The Canterbury Tales - by Geoffrey Chaucer

Essay by jaybnyUniversity, Bachelor'sA-, December 2004

download word file, 13 pages 3.7

The Canterbury Tales, written by Geoffrey Chaucer, is a collection of tales that branch from a main story line. Each tale was written by fictional characters of different rank and status in English medieval society. These tales offer excellent insights into various aspects of medieval society and culture, and the evolution of this society to our current one.

The Canterbury Tales begins at the Tabard Inn, near London. The narrator joins a group of twenty-nine pilgrims, all traveling to Canterbury to visit the shrine of martyr St. Thomas Becket. These pilgrims are colorfully described in the Prologue. They include a Knight, a Squire, a Yeoman, a Prioress, a second Nun, a Monk, a Friar, a Merchant, a Clerk, a Man of Law, a Franklin, a Weaver, a Dyer, a Carpenter, a Tapestry-Maker, a Haberdasher, a Cook, a Shipman, a Physician, a Parson, a Miller, a Manciple, a Reeve, a Summoner, a Pardoner, the Wife of Bath, and the Narrator.

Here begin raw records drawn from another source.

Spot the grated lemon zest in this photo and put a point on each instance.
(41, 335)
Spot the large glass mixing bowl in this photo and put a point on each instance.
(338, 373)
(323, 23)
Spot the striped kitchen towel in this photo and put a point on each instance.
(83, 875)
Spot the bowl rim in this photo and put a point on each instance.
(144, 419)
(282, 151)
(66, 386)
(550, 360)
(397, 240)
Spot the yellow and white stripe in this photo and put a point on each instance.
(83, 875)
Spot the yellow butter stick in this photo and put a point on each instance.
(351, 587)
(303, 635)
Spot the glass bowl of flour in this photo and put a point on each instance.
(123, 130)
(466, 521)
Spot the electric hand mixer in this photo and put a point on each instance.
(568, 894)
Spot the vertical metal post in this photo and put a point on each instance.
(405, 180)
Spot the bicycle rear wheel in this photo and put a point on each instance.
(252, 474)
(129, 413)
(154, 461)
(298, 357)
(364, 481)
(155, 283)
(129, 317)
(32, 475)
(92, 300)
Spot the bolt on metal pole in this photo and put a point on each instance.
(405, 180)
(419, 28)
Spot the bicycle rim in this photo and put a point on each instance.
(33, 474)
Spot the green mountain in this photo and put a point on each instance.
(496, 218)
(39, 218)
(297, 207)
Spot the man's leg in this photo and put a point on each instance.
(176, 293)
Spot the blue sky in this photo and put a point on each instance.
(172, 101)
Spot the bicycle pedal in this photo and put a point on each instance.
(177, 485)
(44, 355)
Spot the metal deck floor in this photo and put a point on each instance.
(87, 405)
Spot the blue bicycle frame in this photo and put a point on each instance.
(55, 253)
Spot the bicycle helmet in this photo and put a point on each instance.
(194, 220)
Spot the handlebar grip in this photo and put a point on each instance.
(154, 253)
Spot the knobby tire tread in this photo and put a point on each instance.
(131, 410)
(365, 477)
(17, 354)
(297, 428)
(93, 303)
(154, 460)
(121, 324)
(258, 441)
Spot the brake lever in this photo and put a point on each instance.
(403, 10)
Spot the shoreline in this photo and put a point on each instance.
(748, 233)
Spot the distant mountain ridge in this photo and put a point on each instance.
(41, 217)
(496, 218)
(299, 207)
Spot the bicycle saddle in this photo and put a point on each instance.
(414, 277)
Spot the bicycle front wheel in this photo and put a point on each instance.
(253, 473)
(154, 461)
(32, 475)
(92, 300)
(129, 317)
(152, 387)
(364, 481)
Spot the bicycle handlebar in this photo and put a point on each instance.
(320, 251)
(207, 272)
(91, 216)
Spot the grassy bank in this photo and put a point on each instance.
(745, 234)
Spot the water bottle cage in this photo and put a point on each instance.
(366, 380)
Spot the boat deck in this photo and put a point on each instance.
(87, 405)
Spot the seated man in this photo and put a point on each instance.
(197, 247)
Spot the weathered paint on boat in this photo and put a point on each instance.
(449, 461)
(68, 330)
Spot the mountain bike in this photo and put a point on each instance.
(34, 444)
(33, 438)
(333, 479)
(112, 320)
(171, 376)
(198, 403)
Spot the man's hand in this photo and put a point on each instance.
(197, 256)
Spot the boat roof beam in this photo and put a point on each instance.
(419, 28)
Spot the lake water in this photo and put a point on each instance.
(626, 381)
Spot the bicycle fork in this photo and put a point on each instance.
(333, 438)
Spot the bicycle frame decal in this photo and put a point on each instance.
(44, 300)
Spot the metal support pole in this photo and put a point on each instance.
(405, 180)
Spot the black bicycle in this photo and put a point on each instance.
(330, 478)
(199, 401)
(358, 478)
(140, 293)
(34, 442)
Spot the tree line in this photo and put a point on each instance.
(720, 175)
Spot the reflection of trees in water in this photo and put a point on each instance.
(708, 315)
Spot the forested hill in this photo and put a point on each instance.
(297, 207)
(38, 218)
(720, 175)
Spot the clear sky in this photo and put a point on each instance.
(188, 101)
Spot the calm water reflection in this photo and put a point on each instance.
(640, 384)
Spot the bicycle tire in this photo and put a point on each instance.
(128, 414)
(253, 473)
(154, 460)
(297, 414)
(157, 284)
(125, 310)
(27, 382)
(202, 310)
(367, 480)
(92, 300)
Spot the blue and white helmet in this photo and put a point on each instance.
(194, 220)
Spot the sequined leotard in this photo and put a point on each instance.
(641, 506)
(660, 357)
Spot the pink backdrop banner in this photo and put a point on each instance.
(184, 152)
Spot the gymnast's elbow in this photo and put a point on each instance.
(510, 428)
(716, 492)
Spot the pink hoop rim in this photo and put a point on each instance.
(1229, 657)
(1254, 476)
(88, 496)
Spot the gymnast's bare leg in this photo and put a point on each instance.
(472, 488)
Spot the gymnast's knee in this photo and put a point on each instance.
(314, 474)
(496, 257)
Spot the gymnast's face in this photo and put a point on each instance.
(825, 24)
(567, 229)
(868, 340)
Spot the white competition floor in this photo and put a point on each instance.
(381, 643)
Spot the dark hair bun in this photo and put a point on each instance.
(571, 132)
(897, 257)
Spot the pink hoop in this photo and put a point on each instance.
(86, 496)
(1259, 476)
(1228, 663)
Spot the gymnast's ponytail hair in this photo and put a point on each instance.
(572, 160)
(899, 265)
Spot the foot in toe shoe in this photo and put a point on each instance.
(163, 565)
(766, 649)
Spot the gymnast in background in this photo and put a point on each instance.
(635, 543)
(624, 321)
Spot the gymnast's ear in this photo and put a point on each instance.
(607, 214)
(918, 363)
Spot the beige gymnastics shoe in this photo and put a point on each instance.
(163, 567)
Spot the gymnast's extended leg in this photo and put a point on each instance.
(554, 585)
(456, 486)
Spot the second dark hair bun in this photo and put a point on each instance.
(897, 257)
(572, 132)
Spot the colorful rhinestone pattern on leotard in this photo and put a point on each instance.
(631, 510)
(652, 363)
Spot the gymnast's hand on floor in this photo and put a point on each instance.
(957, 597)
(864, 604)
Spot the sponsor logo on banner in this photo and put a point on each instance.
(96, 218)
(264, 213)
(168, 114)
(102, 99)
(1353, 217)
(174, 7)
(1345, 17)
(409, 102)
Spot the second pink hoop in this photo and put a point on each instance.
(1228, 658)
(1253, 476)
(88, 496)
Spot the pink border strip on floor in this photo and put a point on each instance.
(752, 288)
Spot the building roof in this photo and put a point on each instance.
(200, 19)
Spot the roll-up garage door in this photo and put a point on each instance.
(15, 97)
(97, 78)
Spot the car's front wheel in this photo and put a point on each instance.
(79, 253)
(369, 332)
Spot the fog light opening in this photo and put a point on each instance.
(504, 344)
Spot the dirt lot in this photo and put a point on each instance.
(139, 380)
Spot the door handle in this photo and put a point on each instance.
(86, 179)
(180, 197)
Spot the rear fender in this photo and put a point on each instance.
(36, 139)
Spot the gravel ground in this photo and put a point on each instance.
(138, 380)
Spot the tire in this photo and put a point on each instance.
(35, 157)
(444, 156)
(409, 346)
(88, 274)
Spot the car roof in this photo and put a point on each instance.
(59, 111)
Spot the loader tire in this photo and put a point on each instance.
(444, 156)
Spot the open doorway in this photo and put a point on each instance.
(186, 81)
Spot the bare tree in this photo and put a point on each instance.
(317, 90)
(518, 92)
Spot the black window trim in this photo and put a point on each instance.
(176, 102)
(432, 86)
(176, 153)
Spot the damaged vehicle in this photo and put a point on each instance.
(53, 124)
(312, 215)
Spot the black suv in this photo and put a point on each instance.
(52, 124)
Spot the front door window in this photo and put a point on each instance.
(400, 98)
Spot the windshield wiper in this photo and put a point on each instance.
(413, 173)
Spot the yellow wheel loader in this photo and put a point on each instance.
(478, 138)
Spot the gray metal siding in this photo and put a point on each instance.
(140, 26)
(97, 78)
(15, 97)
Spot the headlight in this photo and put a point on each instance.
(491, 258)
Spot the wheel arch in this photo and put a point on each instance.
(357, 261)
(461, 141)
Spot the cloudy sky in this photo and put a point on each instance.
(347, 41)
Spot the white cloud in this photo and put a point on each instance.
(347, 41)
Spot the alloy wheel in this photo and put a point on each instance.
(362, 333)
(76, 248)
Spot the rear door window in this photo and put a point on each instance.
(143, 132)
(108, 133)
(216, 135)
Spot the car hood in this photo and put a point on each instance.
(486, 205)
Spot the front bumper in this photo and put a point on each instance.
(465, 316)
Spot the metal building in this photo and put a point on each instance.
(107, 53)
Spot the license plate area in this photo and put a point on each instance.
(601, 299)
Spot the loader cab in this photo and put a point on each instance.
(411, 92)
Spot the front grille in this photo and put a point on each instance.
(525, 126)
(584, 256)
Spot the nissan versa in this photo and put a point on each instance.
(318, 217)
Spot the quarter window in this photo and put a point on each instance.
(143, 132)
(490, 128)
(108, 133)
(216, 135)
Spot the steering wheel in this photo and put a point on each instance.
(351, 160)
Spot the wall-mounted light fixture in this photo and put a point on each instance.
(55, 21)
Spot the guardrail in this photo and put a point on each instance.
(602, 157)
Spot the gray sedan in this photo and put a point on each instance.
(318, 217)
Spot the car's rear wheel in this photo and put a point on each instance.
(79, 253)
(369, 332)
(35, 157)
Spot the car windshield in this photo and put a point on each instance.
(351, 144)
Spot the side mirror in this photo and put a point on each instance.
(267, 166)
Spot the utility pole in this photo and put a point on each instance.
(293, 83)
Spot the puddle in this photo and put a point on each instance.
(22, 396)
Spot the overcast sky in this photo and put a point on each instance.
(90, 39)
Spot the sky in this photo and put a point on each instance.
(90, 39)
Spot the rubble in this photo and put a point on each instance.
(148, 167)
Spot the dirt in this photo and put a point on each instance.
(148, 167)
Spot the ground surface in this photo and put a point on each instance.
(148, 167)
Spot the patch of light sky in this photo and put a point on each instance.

Chaucer offers a glimpse of medieval society and culture in the Prologue. Medieval society revolved around a class and feudal system. The main classes in this system included the royalty, the clergy, and the laborers. Chaucer provides a critical yet comedic commentary on each member of the tale. From the noble Knight to the meager Reeve, all classes of medieval society are clearly represented in the Canterbury Tales, with the exception of the royal class. Chaucer intentionally omitted this class, illustrated by there being no social rank higher than the Knight. The author may have been critical of authority figures and wanted to heighten the nature and role of the common man. Chaucer's guildsmen in the story represent the gradual emergence of the middle or bourgeois class, which along with the Black Death, would lead to the decline of feudalism.